Retrospective Exhibit Celebrates Artist Eleanor Merritt

Todays News

Pictured: Eleanor Merritt stands in front of her work. Photo by Michael White.

The parking lots are full and so is the large conference room on the first floor of the Center for Arts and Humanity, where the Arts and Cultural Alliance of Sarasota County is celebrating a community icon with the opening of a solo exhibition of the work of local artist Eleanor Merritt. Late arrivals crane for a better view as Merritt finishes an impromptu speech to rounds of applause and one woman standing to declare, “You are the greatest!” Merritt takes it in stride, saying only the show of support was “very special and very empowering.” She had thought this may be her last exhibit, she muses, “but after that show, maybe it won’t be.”
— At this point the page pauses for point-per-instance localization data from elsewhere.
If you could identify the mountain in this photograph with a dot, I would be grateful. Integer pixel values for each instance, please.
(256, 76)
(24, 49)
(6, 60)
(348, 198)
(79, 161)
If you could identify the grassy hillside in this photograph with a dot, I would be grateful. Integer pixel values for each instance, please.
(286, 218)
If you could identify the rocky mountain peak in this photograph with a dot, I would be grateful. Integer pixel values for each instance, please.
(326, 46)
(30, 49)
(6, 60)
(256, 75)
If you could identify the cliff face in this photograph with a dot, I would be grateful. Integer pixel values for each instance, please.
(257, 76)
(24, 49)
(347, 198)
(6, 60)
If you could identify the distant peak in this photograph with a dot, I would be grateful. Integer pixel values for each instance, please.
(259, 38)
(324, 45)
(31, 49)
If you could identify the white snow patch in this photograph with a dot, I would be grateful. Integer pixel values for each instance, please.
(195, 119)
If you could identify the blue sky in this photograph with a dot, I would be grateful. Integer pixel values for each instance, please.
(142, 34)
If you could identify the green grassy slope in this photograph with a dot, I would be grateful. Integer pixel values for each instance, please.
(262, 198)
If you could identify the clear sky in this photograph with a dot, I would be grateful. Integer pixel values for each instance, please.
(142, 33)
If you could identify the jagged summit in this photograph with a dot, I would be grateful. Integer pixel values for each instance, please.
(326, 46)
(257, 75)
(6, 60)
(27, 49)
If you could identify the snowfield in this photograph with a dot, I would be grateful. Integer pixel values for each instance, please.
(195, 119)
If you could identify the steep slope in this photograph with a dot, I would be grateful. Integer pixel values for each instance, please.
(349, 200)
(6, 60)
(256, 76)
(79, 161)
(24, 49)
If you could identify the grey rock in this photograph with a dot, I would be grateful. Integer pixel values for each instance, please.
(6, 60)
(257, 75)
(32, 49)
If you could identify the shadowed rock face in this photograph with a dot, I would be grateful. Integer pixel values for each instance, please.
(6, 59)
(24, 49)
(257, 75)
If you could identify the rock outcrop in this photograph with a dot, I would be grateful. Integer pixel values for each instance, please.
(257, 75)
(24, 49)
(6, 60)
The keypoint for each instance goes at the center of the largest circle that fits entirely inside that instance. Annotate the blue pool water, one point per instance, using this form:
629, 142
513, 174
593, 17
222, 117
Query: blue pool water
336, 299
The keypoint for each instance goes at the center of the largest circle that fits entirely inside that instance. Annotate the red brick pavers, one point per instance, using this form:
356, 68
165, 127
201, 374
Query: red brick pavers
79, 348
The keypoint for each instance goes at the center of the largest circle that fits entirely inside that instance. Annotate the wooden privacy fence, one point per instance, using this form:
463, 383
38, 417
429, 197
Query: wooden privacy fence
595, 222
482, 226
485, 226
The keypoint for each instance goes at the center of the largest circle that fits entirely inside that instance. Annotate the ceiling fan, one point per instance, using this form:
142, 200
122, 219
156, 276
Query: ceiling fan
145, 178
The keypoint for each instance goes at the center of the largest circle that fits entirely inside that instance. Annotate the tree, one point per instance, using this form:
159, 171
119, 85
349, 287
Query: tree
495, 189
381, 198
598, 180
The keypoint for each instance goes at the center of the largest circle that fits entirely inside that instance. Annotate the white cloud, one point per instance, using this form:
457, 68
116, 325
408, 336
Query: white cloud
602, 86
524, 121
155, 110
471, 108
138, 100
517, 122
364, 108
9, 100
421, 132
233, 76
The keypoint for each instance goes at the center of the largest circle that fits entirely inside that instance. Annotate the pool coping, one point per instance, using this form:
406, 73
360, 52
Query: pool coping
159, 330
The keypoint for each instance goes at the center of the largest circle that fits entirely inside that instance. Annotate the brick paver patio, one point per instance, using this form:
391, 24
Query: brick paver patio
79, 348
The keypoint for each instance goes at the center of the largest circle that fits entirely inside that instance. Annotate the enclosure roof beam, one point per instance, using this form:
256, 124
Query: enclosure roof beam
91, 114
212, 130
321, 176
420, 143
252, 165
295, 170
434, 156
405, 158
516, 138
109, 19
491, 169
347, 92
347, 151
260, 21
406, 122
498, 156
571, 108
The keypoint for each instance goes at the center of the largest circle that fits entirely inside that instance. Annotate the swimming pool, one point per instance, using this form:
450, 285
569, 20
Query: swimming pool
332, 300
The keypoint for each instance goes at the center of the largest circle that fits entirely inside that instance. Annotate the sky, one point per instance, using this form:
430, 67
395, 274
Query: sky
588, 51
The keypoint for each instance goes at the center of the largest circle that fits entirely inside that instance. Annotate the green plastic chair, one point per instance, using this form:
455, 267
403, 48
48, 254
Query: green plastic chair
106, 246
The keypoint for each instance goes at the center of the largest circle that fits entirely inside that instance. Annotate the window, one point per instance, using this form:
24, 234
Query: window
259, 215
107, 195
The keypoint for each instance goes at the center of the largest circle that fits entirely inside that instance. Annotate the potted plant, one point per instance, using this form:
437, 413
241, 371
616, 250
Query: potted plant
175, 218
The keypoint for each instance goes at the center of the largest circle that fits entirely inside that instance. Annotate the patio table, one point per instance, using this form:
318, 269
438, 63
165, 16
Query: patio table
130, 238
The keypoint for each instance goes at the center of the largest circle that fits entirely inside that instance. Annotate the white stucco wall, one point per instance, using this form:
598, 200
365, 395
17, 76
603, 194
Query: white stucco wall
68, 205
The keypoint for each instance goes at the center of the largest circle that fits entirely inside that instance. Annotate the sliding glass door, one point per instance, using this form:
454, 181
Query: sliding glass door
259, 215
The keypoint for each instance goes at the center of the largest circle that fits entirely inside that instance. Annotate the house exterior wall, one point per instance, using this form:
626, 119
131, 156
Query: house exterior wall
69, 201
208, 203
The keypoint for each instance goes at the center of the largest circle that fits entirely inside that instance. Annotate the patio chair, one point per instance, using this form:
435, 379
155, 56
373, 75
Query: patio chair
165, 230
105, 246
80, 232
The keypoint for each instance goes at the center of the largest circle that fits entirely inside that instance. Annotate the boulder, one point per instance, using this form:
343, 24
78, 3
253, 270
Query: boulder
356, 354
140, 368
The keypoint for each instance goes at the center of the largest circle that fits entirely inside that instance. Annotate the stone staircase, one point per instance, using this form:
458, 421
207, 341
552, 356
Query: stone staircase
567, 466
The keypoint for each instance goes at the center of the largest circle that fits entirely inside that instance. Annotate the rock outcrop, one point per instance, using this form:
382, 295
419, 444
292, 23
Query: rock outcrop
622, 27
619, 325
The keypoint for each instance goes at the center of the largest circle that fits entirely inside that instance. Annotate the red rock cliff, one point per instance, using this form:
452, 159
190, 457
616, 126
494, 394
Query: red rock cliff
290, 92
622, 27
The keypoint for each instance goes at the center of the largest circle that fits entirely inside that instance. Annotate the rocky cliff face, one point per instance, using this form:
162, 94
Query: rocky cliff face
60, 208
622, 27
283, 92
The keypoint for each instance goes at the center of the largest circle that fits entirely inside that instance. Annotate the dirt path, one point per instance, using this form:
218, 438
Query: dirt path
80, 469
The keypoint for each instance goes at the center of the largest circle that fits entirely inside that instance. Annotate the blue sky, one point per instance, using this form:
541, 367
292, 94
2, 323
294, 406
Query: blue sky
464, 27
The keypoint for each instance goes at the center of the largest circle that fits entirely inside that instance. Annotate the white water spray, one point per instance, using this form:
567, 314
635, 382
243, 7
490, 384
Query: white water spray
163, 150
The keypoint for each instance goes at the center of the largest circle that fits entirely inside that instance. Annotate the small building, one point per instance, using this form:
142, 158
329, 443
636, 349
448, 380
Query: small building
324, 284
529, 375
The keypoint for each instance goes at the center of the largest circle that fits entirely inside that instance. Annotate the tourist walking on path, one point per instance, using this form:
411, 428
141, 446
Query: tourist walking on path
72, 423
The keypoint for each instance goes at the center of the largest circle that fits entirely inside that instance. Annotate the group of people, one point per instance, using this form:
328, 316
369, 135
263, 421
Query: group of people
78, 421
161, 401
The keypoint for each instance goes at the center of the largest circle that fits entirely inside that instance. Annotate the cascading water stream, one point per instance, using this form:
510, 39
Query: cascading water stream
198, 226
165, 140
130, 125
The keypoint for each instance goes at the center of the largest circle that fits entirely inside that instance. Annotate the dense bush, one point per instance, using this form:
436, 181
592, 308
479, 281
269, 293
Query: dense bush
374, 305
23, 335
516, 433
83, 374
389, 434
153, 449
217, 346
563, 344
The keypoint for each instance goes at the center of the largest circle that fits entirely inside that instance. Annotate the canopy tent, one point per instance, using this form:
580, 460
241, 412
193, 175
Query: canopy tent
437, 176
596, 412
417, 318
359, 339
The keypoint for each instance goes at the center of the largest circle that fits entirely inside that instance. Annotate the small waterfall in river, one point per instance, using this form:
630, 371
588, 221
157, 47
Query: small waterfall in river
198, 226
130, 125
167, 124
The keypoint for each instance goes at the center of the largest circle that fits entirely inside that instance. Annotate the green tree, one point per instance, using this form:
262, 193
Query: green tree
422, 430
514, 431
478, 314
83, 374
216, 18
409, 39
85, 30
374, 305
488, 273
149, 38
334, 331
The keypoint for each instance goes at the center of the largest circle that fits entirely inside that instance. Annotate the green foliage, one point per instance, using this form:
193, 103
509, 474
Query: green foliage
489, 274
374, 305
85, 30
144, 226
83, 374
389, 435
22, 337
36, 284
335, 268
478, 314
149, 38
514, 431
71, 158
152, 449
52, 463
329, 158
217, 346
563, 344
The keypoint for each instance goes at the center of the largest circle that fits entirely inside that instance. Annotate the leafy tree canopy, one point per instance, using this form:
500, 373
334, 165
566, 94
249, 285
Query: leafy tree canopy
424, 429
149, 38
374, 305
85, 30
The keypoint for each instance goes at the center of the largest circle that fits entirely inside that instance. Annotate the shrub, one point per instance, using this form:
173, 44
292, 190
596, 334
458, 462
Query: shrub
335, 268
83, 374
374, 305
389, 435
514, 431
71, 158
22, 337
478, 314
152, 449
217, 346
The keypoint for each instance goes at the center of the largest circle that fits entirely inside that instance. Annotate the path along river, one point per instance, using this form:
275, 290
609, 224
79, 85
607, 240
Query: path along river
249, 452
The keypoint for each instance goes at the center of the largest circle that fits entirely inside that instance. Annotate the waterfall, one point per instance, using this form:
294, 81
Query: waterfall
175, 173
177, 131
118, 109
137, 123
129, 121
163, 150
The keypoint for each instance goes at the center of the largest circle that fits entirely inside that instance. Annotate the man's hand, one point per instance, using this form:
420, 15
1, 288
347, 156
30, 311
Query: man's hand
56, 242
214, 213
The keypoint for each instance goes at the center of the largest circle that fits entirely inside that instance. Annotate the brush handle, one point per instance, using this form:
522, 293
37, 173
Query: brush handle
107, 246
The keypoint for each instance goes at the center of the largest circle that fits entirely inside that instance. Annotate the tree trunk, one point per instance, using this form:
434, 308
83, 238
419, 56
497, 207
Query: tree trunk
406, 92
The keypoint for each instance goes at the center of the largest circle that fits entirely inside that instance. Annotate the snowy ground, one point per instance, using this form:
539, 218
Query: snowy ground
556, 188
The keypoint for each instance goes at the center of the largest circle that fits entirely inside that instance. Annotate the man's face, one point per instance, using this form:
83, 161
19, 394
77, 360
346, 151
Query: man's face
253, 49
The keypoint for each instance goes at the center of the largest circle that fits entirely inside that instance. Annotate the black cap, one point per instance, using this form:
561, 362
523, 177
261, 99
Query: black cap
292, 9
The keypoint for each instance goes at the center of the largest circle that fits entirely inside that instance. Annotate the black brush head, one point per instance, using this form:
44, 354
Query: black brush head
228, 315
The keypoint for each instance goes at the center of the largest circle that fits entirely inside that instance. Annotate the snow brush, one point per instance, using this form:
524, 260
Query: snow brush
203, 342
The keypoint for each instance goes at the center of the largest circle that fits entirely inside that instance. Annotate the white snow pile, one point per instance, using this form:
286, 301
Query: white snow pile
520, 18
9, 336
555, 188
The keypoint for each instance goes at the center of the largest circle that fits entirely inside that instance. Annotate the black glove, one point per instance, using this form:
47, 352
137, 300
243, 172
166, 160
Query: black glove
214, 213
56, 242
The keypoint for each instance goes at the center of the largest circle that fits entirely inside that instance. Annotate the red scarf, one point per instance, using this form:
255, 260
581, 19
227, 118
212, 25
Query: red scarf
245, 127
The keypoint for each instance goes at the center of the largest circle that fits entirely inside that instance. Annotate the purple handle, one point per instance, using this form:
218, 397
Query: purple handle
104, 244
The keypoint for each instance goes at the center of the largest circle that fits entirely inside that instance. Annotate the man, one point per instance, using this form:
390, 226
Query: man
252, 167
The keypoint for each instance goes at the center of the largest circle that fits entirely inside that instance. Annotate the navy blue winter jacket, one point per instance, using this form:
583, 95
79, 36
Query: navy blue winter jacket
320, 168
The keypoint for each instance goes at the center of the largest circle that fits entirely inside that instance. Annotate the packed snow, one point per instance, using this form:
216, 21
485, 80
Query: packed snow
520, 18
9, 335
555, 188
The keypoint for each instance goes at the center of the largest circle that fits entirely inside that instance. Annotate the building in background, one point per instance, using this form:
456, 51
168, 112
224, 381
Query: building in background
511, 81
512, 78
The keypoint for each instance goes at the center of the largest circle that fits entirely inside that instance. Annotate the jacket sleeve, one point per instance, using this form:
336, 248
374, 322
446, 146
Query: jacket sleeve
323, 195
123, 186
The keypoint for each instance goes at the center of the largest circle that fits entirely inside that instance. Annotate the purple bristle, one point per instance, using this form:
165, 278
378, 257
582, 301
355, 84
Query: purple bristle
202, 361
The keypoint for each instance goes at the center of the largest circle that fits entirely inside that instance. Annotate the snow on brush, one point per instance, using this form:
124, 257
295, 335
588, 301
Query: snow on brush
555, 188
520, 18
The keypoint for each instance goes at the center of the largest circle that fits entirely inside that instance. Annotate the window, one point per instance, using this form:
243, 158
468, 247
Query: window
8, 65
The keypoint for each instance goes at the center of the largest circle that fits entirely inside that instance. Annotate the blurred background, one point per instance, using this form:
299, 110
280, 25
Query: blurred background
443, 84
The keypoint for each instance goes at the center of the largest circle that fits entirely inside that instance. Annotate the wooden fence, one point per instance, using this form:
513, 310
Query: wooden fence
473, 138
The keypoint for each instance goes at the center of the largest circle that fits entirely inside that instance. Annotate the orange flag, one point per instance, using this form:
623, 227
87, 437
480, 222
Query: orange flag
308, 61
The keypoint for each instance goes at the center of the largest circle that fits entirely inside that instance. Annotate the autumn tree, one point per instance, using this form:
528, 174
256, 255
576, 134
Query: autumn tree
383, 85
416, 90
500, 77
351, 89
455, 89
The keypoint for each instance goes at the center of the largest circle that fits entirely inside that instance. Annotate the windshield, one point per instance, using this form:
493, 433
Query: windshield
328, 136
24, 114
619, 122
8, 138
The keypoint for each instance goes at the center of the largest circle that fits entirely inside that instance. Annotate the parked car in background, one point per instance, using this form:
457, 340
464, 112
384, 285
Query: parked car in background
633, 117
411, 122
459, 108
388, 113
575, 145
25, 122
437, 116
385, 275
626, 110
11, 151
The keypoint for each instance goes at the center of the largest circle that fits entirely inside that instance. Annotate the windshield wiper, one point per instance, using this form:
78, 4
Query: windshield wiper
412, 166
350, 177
A known presence in the arts community since her arrival in Sarasota in the 1980s, Merritt has served on the board of the Arts Council, as president of the Venice Art Center and on the board of the Ringling Museum, where she was also a docent for 25 years. And as a member of the Florida Artists Group, Women Contemporary Painters, Petticoat Painters and Sarasota’s own Art Uptown artists collective, Merrit has devoted decades to her art. Entitled Sixty Years of Painting, 1957–2017, this exhibit offers a retrospective on Merritt’s acclaimed career through a series of more than 20 paintings adorning the halls and walls of the Center and leading the viewer through Merritt’s own journey of artistic self-discovery.

The exhibit is a “true retrospective,” says Merritt, in that to the careful viewer, it reveals more than just a chronology of paintings but an artist’s evolution over time. “I wanted to show that evolution,” she says, “and how it transformed my work and the way in which I painted.” With limited space on the walls, paintings were selected with purpose to represent pivotal moments in her career. As an indirect result, while many paintings in the show are for sale, many are also from Merritt’s private collection and available only for viewing.

Walking through the exhibit, certain consistencies in techniques manifest—the strong use of line and curve, the dynamic palette, a persistent figurative focus and a penchant for patterning—as do differences, such as the continual shift in medium from acrylics to oils to water-based and mixed-media. “I’ve been constantly experimenting and constantly looking for new ways to make the image,” says Merritt. “I like the material to allow me to be experimental.”

As for the artist moving forward, what the future holds, she can’t say. Will this be Eleanor Merritt’s last show? It seems doubtful. “I’ll just keep painting,” she says, “and see what happens.”

Sixty Years of Painting, 1957–2017 hangs at the Center for Arts and Humanity through February 27.